El domingo me levanté para ir a jugar al fútbol con un grupo de muchachos de mi edad (cincuentones en promedio, pero se admiten futbolistas desde los doce a los setenta y cinco años) Estos deportistas están fuera de todos los torneos oficiales de AFAP, algunos porque han dejado atrás los afanes competitivos, otros porque el fútbol los ha desahuciado y solamente tienen lugar en ese ámbito dominguero y democrático en el que todos pueden jugar y nadie es discriminado por su incapacidad (o discapacidad en algunos casos).
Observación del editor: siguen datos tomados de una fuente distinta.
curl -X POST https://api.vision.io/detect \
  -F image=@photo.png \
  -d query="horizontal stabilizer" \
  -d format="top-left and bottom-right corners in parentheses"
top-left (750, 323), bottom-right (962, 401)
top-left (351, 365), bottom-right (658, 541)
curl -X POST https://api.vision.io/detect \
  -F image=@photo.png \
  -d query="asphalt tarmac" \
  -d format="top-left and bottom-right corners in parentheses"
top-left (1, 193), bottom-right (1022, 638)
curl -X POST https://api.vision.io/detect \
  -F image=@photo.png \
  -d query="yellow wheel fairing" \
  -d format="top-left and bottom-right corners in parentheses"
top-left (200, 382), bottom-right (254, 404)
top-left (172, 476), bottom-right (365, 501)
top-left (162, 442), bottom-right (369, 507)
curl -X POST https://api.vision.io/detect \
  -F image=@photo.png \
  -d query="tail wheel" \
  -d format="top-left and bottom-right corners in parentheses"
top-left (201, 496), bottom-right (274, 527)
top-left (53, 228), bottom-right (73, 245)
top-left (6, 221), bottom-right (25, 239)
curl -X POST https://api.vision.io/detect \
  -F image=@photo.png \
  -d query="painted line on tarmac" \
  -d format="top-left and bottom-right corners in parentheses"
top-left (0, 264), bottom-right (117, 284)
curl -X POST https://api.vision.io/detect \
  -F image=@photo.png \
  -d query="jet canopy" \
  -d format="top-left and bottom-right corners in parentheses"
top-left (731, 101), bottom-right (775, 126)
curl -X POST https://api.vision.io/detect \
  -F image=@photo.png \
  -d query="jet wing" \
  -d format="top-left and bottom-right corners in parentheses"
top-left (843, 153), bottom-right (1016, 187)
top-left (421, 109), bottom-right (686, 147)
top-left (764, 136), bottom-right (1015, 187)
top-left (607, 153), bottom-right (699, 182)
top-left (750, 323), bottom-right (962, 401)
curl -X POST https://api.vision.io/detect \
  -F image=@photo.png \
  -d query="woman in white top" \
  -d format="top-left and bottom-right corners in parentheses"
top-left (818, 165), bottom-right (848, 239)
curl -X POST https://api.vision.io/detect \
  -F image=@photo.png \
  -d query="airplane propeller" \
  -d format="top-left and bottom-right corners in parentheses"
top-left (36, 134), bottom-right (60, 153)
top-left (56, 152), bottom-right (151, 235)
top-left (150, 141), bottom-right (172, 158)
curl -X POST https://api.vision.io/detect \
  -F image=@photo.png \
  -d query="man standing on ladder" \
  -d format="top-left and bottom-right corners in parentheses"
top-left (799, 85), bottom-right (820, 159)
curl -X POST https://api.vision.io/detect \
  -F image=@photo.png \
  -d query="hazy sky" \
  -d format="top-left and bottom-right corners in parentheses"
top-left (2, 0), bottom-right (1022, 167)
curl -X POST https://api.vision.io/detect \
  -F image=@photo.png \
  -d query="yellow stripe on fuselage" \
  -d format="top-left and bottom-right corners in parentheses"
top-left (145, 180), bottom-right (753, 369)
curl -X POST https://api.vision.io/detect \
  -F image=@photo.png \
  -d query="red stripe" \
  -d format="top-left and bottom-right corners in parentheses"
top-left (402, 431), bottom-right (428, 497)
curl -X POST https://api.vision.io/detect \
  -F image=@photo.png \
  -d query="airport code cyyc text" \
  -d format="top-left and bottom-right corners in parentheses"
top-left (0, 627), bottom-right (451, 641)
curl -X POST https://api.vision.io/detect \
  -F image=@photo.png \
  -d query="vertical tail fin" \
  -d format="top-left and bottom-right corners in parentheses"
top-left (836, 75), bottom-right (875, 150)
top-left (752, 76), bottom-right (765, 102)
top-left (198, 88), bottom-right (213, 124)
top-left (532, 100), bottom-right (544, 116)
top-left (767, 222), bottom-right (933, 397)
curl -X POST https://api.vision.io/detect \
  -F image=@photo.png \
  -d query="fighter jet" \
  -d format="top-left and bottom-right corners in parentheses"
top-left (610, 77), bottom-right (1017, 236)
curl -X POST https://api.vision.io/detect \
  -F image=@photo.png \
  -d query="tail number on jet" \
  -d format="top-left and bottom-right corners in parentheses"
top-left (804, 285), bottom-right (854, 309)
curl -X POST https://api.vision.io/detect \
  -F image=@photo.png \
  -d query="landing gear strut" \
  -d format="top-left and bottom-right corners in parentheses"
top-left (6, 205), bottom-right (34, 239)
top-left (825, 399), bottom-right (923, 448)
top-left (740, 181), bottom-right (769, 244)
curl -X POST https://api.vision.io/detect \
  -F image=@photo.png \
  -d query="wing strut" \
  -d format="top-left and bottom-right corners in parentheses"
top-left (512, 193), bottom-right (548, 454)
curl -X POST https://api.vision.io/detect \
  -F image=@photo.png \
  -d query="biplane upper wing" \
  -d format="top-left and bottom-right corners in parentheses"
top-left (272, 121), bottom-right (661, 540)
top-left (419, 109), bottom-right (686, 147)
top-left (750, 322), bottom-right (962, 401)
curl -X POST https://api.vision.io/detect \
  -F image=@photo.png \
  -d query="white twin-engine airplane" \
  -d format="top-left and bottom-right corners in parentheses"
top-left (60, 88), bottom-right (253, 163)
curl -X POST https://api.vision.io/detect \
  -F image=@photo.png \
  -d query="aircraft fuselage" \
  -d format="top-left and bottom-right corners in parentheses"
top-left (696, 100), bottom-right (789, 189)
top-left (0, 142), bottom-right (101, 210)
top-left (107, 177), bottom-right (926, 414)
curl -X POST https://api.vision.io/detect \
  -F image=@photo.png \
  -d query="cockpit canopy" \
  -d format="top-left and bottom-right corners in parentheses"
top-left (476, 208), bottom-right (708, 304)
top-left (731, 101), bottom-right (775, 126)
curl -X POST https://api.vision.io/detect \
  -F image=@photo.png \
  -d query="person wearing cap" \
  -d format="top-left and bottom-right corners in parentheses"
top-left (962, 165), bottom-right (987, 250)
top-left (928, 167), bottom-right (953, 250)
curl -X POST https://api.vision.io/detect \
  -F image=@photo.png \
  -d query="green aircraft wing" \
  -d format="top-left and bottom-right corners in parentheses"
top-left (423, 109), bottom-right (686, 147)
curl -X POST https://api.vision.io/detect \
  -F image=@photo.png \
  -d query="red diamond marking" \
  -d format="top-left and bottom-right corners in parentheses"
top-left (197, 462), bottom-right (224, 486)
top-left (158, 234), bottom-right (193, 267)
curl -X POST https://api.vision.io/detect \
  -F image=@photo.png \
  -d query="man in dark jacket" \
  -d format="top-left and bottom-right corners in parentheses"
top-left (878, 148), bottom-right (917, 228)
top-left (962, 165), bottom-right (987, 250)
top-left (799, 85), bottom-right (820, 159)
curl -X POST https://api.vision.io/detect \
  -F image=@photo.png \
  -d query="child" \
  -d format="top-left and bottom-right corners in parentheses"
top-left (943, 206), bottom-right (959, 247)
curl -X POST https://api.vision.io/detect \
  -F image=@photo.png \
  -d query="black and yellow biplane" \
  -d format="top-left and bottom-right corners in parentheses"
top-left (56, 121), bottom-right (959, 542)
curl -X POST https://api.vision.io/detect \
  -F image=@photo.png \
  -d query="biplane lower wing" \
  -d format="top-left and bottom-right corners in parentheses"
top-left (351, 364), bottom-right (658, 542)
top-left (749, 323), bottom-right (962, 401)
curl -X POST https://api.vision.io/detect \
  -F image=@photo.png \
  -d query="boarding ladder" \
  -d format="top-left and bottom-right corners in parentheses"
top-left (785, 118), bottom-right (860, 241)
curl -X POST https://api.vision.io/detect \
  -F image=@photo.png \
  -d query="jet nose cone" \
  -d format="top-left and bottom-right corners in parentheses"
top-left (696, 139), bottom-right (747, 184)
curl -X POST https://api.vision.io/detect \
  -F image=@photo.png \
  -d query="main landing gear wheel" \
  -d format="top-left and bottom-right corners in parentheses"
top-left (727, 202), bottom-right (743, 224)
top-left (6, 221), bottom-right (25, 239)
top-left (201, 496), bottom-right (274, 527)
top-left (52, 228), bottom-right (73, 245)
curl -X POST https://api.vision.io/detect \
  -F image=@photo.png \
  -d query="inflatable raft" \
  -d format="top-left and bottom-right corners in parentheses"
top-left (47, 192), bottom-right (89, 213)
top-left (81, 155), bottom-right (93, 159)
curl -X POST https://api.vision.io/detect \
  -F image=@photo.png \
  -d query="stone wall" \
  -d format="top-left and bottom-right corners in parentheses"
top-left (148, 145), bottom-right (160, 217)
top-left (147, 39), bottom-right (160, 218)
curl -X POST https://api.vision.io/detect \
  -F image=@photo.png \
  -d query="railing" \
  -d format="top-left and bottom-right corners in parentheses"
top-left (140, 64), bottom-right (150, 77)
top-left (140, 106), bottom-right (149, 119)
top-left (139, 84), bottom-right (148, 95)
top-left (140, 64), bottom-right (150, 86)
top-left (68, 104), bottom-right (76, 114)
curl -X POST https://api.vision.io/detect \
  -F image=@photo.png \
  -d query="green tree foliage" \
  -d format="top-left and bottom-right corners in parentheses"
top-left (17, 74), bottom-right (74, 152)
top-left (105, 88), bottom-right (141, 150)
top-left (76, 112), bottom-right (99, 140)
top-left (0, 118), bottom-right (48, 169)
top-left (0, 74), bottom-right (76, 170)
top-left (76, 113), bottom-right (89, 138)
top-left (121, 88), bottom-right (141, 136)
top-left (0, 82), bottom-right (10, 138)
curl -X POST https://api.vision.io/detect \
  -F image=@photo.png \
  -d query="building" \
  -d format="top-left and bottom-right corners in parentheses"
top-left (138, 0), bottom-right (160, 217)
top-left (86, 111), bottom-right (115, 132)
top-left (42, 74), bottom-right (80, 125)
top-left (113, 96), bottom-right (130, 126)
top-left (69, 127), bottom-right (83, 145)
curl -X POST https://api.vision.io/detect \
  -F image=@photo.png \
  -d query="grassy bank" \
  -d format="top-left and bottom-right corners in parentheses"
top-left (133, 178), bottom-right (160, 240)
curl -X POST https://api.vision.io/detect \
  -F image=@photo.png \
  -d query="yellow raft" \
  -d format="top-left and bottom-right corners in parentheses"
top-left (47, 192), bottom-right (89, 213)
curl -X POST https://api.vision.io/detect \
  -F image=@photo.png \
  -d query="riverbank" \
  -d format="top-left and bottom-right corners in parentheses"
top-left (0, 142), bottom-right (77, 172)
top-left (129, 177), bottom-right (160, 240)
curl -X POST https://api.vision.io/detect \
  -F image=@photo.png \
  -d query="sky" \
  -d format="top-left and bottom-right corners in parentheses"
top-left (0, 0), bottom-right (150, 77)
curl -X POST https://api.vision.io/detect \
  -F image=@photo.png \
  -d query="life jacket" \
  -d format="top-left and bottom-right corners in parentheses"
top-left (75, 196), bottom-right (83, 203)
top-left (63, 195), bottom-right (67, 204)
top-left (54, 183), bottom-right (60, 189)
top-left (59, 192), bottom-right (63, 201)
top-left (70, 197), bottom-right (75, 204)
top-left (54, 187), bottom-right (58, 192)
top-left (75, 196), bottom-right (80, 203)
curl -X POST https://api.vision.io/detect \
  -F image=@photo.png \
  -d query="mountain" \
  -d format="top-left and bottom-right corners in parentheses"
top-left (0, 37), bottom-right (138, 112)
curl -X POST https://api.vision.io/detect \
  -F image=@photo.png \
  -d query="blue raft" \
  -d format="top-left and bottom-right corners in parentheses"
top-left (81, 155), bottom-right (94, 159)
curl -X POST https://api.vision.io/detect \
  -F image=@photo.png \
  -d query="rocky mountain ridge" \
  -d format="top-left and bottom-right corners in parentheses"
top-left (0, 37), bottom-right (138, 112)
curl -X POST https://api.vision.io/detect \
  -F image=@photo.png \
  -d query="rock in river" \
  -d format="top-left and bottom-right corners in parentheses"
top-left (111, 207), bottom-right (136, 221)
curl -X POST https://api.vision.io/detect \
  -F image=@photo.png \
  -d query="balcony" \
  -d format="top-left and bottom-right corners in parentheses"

Estos hombres argentinos se reúnen los domingos a la mañana con un fin recreativo, juegan mezclados, cada quien está autorizado a lucir orgullosamente la camiseta del equipo del cual es hincha, o bien, alguna de un club extranjero, traída de Europa (ver foto) en la época de un ex presidente de cuyo nombre no me quiero acordar. Así se pueden ver en simpático ayuntamiento a un simpatizante de River Plate departiendo amablemente en la previa con otro de Boca Juniors (ver foto). Incluso se ha dado el caso de que, así ataviados, les ha tocado jugar el partido integrando el mismo equipo, conforme lo determinó el azar del viejo y eficaz pan y queso.
Pero el domingo yo seguía doblado. Salí de casa simulando una cura inexistente. El enojo conyugal del sábado, ahora era furia homicida:
-Ayer no te podías mover y por eso no fuimos al teatro. Y hoy estás lo más bien. ¡Milagro! (había ironía en su tono)
No me dolieron tanto sus palabras como mi cintura.
En el campo de juego yo seguía tan doblado que apenas si les veía a los muchachos la porción inferior de sus cuerpos (ver fotos). Con todo, pude jugar el partido decentemente, aunque a un ritmo liviano, eso sí.
La última foto nos muestra a uno de los futbolistas en plena sesión de elongación post partido, sumamente beneficiosa según las nuevas tendencias en preparación física, aunque no todos estamos en capacidad de elongar a esa alturas del desgaste humano. A algunos nos quedaba movilidad apenas como para jabonarnos las partes nobles (sin fotos disponibles).